Designing for Human-Agent Alignment: Understanding what humans want from their agents
Nitesh Goyal, Minsuk Chang, Michael Terry
TL;DR
This work addresses the question of what aspects humans want aligned in autonomous agents that negotiate on their behalf. It employs a qualitative think-aloud study with 10 participants using prompt-engineered seller/buyer agents to simulate online marketplace negotiations, analyzed via open coding and abductive thematic analysis. The authors identify six core dimensions of Human-Agent Alignment (Knowledge Schema, Autonomy/Agency, Operational Training, Reputational Heuristics, Ethics, and Human Engagement) and propose three design directions to guide designers in building alignment-aware agents. The findings underscore the need for longitudinal, user-customizable alignment and highlight reputational and safety risks that arise when alignment is incomplete, with practical implications for UI/UX and governance of human-agent collaborations.
Abstract
Our ability to build autonomous agents that leverage Generative AI continues to increase by the day. As builders and users of such agents it is unclear what parameters we need to align on before the agents start performing tasks on our behalf. To discover these parameters, we ran a qualitative empirical research study about designing agents that can negotiate during a fictional yet relatable task of selling a camera online.

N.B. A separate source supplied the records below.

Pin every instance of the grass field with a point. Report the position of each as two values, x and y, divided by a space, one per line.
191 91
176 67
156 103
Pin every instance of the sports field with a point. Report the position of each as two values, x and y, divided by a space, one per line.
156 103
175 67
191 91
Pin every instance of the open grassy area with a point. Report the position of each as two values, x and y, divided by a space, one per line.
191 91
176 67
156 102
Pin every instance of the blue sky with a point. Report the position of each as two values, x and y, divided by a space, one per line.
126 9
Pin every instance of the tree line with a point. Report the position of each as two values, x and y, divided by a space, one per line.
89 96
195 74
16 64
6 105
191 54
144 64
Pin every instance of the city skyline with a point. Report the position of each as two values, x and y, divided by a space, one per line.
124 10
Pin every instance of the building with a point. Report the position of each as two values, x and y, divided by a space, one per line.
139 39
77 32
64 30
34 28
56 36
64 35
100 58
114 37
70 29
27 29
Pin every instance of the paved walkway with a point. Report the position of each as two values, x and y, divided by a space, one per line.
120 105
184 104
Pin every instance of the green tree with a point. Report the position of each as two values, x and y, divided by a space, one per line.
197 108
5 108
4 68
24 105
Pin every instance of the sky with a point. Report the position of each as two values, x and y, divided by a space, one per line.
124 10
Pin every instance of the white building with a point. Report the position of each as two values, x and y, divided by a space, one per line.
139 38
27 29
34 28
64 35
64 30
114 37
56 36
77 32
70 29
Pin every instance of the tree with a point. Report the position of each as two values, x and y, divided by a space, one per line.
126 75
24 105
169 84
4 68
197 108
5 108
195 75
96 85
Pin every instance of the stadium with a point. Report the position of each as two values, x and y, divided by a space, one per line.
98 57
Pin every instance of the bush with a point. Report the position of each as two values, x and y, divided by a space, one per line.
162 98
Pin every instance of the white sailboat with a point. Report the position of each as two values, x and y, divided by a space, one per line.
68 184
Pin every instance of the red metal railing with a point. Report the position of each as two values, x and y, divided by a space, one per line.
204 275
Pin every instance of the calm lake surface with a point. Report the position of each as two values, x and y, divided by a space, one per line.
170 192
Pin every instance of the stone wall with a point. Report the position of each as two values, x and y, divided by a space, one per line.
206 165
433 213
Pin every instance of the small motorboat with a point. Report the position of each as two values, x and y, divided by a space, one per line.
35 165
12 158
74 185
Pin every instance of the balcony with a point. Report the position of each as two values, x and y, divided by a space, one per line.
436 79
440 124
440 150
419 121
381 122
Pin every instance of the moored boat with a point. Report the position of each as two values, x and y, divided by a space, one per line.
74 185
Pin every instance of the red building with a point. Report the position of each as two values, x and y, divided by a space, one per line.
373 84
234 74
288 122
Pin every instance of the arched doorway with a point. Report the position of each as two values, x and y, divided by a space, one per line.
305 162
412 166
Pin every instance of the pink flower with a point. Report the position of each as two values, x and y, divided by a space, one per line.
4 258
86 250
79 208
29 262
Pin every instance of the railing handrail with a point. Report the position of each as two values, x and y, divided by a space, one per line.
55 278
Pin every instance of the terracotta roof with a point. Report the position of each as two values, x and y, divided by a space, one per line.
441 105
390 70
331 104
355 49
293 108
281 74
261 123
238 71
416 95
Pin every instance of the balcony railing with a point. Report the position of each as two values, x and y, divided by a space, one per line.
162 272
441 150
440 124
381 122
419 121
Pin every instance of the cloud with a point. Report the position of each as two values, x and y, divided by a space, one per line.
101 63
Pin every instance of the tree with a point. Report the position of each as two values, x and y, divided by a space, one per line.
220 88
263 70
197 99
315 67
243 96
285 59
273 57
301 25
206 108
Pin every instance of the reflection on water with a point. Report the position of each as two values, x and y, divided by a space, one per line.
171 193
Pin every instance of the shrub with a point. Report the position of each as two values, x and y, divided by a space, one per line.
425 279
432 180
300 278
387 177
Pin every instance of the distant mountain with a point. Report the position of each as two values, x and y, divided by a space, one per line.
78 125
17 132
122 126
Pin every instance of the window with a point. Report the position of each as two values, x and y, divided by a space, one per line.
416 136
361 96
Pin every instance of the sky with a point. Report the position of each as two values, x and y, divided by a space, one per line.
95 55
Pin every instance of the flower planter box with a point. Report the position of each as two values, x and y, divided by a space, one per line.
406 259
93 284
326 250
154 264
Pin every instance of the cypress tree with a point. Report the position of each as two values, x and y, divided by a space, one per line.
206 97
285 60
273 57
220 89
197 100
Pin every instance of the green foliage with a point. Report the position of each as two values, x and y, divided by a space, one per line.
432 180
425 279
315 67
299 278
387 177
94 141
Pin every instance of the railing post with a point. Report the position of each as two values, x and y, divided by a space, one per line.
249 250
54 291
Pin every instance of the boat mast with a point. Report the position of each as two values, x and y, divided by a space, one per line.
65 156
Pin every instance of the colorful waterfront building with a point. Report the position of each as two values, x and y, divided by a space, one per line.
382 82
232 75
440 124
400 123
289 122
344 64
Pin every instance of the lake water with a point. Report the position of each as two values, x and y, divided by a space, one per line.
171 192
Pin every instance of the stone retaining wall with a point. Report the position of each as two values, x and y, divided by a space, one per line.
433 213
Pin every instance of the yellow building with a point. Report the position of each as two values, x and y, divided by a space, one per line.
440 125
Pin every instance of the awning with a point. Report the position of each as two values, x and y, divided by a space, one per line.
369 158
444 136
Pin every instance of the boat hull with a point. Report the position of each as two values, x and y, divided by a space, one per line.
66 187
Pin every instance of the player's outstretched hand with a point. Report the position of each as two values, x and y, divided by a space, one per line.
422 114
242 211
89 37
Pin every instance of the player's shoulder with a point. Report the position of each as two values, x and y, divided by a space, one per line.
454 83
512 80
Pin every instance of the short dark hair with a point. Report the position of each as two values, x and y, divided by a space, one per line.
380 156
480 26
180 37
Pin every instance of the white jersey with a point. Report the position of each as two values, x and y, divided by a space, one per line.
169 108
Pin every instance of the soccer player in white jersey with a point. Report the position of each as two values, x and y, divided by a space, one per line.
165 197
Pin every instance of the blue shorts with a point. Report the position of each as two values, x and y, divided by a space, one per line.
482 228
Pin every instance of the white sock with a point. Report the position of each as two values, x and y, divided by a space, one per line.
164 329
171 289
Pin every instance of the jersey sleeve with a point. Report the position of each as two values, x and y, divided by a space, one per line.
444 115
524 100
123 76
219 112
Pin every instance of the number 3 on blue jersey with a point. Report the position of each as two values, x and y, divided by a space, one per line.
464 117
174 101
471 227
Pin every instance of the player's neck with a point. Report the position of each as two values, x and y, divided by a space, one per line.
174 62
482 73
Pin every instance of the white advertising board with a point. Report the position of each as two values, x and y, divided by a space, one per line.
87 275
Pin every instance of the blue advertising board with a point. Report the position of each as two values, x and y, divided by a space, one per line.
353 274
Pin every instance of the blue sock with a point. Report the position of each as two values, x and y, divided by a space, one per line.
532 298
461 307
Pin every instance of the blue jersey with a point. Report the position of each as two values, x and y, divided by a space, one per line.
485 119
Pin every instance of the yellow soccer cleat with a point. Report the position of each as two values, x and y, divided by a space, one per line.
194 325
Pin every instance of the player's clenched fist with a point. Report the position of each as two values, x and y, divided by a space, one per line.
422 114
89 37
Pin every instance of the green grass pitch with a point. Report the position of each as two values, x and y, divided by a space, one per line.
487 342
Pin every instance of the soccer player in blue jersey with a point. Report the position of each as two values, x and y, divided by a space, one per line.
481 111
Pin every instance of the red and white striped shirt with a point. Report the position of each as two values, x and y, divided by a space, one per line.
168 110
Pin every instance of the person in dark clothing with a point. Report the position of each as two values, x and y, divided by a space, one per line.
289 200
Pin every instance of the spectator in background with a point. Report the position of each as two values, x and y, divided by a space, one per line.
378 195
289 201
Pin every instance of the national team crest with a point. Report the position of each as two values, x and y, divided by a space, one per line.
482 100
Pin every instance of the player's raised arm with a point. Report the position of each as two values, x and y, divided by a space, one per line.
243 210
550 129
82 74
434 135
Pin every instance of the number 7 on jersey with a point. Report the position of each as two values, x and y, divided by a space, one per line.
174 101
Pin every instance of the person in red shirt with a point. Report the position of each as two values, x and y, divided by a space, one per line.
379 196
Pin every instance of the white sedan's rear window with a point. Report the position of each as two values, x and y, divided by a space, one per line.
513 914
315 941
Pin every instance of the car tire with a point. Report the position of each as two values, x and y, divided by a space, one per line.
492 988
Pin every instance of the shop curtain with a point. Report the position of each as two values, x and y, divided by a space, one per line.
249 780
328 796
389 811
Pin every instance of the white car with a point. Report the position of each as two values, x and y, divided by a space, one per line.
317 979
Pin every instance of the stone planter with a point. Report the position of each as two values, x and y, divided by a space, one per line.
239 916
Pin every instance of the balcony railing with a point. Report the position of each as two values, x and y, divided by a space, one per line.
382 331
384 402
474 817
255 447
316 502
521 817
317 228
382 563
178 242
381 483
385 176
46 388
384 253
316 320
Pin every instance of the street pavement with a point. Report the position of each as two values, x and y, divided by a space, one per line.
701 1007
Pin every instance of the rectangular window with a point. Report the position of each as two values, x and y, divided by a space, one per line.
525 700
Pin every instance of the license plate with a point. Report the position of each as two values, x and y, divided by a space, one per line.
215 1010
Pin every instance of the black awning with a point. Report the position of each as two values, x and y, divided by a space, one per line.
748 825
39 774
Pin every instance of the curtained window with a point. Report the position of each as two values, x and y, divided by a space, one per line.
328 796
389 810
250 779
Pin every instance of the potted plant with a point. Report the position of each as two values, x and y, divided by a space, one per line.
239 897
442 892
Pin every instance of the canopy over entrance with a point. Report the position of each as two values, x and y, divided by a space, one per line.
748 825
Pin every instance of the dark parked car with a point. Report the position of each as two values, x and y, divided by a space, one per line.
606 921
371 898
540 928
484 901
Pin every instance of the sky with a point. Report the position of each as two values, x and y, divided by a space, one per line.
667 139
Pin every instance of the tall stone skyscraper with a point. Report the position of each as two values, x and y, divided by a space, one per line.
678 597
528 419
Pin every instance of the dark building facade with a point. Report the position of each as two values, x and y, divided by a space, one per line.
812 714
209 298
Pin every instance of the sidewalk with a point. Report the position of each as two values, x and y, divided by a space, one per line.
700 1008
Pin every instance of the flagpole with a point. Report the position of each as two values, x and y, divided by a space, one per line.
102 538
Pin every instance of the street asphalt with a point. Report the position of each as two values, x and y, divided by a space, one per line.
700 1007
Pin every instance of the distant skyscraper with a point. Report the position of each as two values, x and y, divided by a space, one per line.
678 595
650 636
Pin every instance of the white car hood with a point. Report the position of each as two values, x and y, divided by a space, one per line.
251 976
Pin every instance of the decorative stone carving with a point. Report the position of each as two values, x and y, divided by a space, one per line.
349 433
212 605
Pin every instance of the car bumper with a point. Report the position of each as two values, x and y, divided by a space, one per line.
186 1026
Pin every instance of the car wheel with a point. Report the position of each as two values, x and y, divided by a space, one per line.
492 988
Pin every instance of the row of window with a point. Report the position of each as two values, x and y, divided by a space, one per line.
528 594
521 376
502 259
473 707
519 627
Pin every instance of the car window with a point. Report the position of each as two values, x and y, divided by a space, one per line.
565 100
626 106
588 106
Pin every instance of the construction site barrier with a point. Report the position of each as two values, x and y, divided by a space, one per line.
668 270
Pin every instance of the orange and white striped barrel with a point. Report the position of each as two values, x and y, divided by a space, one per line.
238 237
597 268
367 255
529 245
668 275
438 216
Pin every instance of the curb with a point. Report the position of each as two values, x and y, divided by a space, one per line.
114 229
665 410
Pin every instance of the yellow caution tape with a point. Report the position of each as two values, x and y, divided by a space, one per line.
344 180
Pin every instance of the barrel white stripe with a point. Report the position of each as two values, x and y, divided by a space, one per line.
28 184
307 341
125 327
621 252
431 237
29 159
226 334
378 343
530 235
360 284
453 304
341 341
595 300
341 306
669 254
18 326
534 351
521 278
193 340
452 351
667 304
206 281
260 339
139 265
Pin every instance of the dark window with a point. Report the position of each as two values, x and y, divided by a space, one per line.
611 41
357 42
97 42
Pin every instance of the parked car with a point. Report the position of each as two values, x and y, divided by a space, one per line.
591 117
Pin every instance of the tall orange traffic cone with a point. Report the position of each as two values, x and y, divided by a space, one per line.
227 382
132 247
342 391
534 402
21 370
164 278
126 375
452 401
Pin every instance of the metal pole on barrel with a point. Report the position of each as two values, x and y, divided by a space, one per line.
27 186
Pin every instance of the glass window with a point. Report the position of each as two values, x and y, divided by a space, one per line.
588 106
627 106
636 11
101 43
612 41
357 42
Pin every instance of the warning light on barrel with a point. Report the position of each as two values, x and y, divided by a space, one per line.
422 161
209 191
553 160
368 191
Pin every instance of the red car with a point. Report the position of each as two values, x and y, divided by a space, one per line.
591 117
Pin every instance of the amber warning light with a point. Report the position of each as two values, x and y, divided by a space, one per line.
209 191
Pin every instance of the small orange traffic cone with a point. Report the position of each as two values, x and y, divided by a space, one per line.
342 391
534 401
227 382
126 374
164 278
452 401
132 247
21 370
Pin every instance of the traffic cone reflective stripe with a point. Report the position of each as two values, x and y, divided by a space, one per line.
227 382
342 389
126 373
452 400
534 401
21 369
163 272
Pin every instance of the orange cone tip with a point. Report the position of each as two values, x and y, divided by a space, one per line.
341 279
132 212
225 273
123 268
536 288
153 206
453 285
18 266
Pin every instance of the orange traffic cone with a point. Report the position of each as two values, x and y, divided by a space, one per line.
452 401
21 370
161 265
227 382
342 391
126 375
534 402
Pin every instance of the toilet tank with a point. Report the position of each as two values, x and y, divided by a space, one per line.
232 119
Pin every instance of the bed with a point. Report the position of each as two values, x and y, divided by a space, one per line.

We found that for an agent to perform the task successfully, humans/users and agents need to align over 6 dimensions: 1) Knowledge Schema Alignment 2) Autonomy and Agency Alignment 3) Operational Alignment and Training 4) Reputational Heuristics Alignment 5) Ethics Alignment and 6) Human Engagement Alignment. These empirical findings expand previous work related to process and specification alignment and the need for values and safety in Human-AI interactions. Subsequently we discuss three design directions for designers who are imagining a world filled with Human-Agent collaborations.